DPRD Jabar: Larangan Siswa Bawa Kendaraan Lebih Cocok Diterapkan di Wilayah Perkotaan

DPRD Jabar: Larangan Siswa Bawa Kendaraan Lebih Cocok Diterapkan di Wilayah Perkotaan

Bima Bagaskara - detikJabar
Sabtu, 01 Nov 2025 16:30 WIB
Wakil Ketua DPRD Jabar Ono Surono.
Wakil Ketua DPRD Jabar Ono Surono. (Foto: Anindyadevi Aurellia/detikJabar)
Bandung -

Kebijakan Pemerintah Provinsi Jawa Barat yang melarang peserta didik membawa dan mengendarai kendaraan pribadi ke sekolah mulai menuai tanggapan dari berbagai pihak.

Aturan yang tertuang dalam Surat Edaran Gubernur Jawa Barat Nomor 45/PK.03.03/KESRA itu menjadi bagian dari langkah pembangunan pendidikan menuju terwujudnya Gapura Panca Waluya.

Namun di mata DPRD Jawa Barat, penerapan aturan tersebut sebaiknya dilakukan secara bertahap dan menyesuaikan dengan kondisi tiap daerah.

SCROLL TO CONTINUE WITH CONTENT

Wakil Ketua DPRD Jabar, Ono Surono, menilai kebijakan ini akan lebih efektif jika diterapkan di wilayah perkotaan, di mana jarak antara tempat tinggal siswa dan sekolah relatif dekat serta memiliki fasilitas pendukung yang memadai.

"Tentunya kebijakan itu harus didasari oleh berbagai pertimbangan.

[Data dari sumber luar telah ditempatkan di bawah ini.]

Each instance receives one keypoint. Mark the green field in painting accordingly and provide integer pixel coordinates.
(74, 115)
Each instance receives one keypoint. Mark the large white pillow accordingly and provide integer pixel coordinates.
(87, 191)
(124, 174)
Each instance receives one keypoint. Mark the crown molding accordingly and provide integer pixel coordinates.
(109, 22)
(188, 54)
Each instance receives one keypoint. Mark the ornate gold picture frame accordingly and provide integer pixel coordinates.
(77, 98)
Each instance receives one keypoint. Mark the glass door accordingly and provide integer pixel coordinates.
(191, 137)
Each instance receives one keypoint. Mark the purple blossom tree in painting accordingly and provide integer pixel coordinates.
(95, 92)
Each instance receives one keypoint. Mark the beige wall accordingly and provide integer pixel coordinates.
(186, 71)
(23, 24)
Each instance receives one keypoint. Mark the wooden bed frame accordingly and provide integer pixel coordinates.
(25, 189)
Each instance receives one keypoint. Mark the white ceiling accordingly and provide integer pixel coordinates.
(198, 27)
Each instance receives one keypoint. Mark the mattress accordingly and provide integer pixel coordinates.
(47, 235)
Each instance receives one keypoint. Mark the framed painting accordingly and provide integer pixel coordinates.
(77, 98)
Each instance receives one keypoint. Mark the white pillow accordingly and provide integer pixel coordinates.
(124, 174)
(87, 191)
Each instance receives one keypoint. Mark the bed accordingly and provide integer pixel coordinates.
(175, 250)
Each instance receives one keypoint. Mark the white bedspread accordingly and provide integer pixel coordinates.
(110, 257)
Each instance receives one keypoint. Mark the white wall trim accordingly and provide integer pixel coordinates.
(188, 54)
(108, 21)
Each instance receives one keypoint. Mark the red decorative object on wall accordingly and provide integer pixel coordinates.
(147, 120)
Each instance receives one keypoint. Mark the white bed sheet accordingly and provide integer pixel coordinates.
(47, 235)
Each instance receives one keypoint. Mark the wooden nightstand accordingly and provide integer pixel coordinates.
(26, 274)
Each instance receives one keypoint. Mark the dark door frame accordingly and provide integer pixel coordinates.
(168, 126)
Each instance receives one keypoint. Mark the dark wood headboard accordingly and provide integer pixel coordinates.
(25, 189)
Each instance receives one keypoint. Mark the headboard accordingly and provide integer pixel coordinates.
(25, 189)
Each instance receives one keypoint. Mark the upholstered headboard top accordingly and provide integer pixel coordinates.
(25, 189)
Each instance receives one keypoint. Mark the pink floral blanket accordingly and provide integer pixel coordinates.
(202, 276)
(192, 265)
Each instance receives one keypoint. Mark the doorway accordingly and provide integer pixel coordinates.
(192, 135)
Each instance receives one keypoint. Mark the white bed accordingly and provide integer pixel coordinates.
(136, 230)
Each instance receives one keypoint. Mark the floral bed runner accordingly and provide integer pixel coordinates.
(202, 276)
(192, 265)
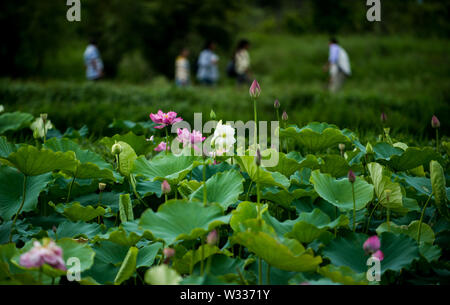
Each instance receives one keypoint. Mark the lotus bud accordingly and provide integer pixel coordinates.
(351, 176)
(165, 187)
(276, 104)
(369, 148)
(435, 122)
(258, 157)
(255, 89)
(101, 186)
(212, 237)
(116, 149)
(212, 115)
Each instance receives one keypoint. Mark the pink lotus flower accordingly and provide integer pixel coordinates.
(372, 244)
(165, 119)
(49, 253)
(378, 254)
(255, 89)
(161, 147)
(188, 138)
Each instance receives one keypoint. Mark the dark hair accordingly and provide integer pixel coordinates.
(333, 40)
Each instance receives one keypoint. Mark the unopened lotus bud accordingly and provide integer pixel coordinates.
(435, 122)
(165, 187)
(212, 237)
(351, 176)
(255, 89)
(116, 149)
(276, 104)
(369, 148)
(212, 115)
(258, 157)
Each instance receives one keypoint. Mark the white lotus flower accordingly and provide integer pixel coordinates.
(223, 139)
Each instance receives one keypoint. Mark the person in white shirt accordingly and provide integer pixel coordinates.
(93, 62)
(338, 65)
(208, 73)
(242, 62)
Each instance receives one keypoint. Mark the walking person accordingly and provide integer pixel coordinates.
(93, 62)
(182, 69)
(338, 65)
(208, 72)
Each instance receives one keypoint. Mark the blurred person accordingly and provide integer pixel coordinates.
(338, 65)
(242, 62)
(182, 69)
(93, 61)
(208, 73)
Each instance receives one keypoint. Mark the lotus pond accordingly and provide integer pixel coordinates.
(126, 210)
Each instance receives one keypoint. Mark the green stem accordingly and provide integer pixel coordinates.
(21, 206)
(354, 208)
(421, 218)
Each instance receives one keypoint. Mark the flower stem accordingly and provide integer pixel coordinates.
(354, 208)
(421, 218)
(21, 206)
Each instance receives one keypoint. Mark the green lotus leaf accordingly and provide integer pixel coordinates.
(339, 192)
(14, 121)
(162, 167)
(197, 220)
(439, 191)
(33, 162)
(11, 191)
(383, 183)
(315, 136)
(162, 275)
(223, 188)
(75, 211)
(287, 254)
(263, 177)
(343, 275)
(128, 266)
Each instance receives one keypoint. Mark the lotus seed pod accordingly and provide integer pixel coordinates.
(435, 122)
(351, 176)
(276, 104)
(116, 149)
(438, 186)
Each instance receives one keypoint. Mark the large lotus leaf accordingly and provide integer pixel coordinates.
(33, 162)
(11, 191)
(139, 144)
(339, 192)
(287, 254)
(14, 121)
(223, 188)
(383, 183)
(6, 148)
(412, 230)
(187, 262)
(385, 151)
(412, 158)
(128, 266)
(75, 211)
(399, 251)
(162, 167)
(315, 136)
(196, 220)
(292, 162)
(162, 275)
(263, 177)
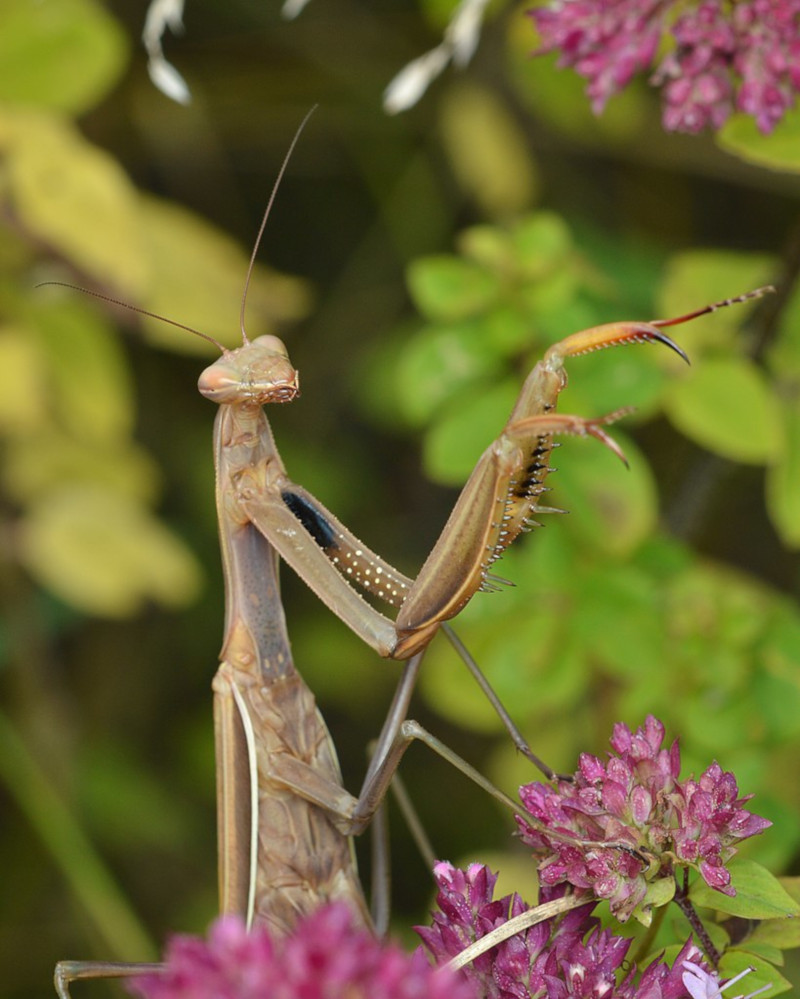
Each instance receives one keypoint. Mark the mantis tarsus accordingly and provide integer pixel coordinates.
(284, 817)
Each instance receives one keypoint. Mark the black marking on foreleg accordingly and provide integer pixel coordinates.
(313, 521)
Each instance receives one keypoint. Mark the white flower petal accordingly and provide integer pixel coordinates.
(414, 79)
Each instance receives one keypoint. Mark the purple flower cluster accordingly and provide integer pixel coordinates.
(616, 827)
(558, 958)
(721, 55)
(327, 957)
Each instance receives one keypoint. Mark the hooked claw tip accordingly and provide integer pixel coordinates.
(669, 342)
(609, 442)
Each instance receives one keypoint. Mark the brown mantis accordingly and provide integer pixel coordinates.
(284, 818)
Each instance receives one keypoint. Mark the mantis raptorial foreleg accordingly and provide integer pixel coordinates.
(284, 816)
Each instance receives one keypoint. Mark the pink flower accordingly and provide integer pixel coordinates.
(564, 957)
(631, 821)
(720, 56)
(327, 957)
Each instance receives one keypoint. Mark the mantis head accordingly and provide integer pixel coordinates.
(257, 372)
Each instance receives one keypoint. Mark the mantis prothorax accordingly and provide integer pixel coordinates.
(284, 817)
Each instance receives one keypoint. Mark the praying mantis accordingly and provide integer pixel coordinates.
(284, 818)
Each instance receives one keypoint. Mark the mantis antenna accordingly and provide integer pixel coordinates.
(173, 322)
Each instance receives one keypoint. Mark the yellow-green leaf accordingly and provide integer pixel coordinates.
(473, 421)
(36, 463)
(759, 894)
(783, 479)
(23, 403)
(701, 277)
(780, 150)
(488, 153)
(198, 279)
(61, 54)
(609, 505)
(75, 197)
(104, 554)
(447, 287)
(727, 406)
(89, 383)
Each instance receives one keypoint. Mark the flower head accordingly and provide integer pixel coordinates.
(564, 957)
(719, 56)
(617, 826)
(327, 957)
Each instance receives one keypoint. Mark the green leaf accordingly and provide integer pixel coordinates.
(438, 363)
(448, 288)
(497, 171)
(23, 401)
(659, 892)
(783, 478)
(611, 506)
(620, 622)
(91, 395)
(197, 279)
(455, 444)
(75, 197)
(700, 277)
(38, 463)
(759, 894)
(780, 150)
(487, 245)
(726, 406)
(781, 933)
(103, 553)
(63, 54)
(542, 245)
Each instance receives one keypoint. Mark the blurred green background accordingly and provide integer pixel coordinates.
(422, 264)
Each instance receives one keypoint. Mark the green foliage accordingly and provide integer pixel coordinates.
(64, 56)
(105, 464)
(605, 605)
(780, 150)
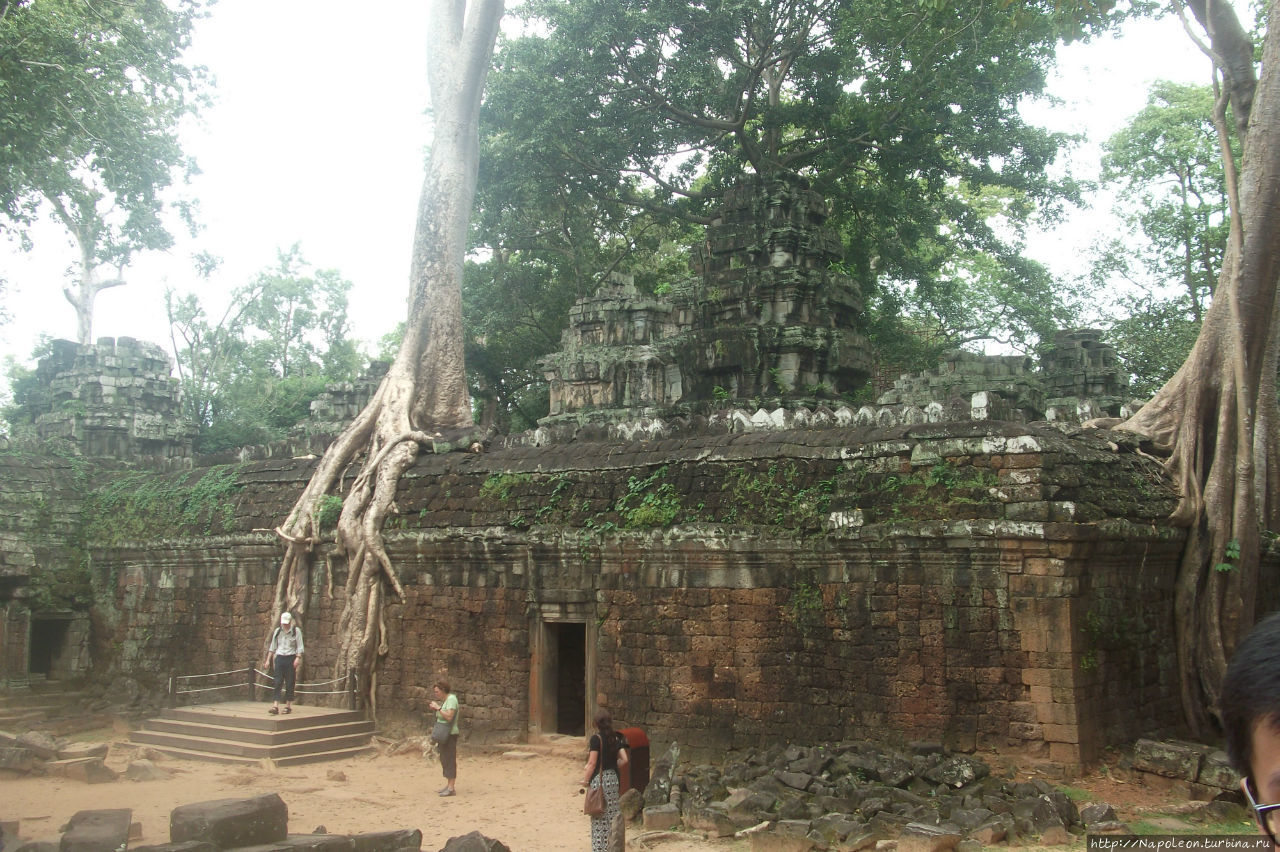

Pertama, dari sisi jarak, maka yang disampaikan gubernur cukup bagus yaitu jarak yang dekat diprioritaskan jalan kaki," ujar Ono saat dihubungi, Sabtu (1/11/2025).

ADVERTISEMENT

Menurut Ono, di kawasan perkotaan seperti Bandung, Bekasi, atau Depok, sistem zonasi sekolah sudah cukup mendukung penerapan larangan ini. Siswa umumnya bersekolah di radius yang masih bisa ditempuh dengan berjalan kaki atau bersepeda.

"Kalau wilayah kota dengan zonasi itu bisa ditempuh. Tinggal dilihat sekolah dengan radius berapa kilometer itu diharapkan bisa menggunakan sepeda atau jalan kaki," ujarnya.

Selain jarak, kebijakan ini juga dinilai penting untuk menekan kebiasaan pelajar yang berkendara tanpa surat izin mengemudi (SIM). Menurutnya, keselamatan pelajar menjadi alasan utama mengapa kebijakan ini perlu dijalankan, meski dengan ukuran yang jelas.

"Penggunaan kendaraan itu banyak sebelumnya digunakan siswa yang belum memiliki SIM. Jadi menurut saya aturan ini bisa diterapkan tapi nanti dihitung jaraknya. Kalau misalnya 1 kilometer masih cukup wajar, atau dari sisi waktu tempuh 30 menit dengan jalan kaki. Jadi kita punya ukuran yang jelas," jelasnya.

Ono juga menyebut, rencana pemerintah untuk berkoordinasi dengan Dinas Bina Marga dalam penyediaan trotoar aman dan nyaman bagi pelajar adalah langkah yang tepat. Fasilitas pendukung seperti itu menjadi syarat mutlak jika kebijakan ingin benar-benar berjalan efektif di kawasan perkotaan.

"Paling tidak kalau bicara akan disiapkan trotoar hingga instalasi air minum, itu konsep untuk perkotaan," katanya.

Namun, Ono mengingatkan bahwa aturan ini belum tentu bisa diterapkan secara merata di seluruh Jawa Barat. Ia menilai masih banyak daerah yang memiliki kondisi geografis berbeda, seperti Indramayu, Cirebon, Cianjur, dan Sukabumi, di mana jarak antara rumah dan sekolah bisa mencapai beberapa kilometer dan akses angkutan umum masih terbatas.

"Saya yakin untuk wilayah tertentu kebijakannya tidak berlaku secara umum. Ada kekhususan di daerah yang tidak ada angkutan dan sekolahnya jauh. Saya yakin mereka masih bisa menggunakan kendaraan," katanya.

Ia menambahkan, akan tidak manusiawi jika siswa di daerah terpencil dipaksa berjalan kaki hingga lima kilometer untuk sampai ke sekolah. Karena itu, pemerintah perlu membuat mekanisme penerapan yang fleksibel dan adil.

"Untuk daerah terpencil tidak diterapkan pola itu. Kalau misalnya sampai lima kilometer, kasihan juga anaknya harus berangkat jam berapa dengan masuk sekolah setengah tujuh," tutup Ono.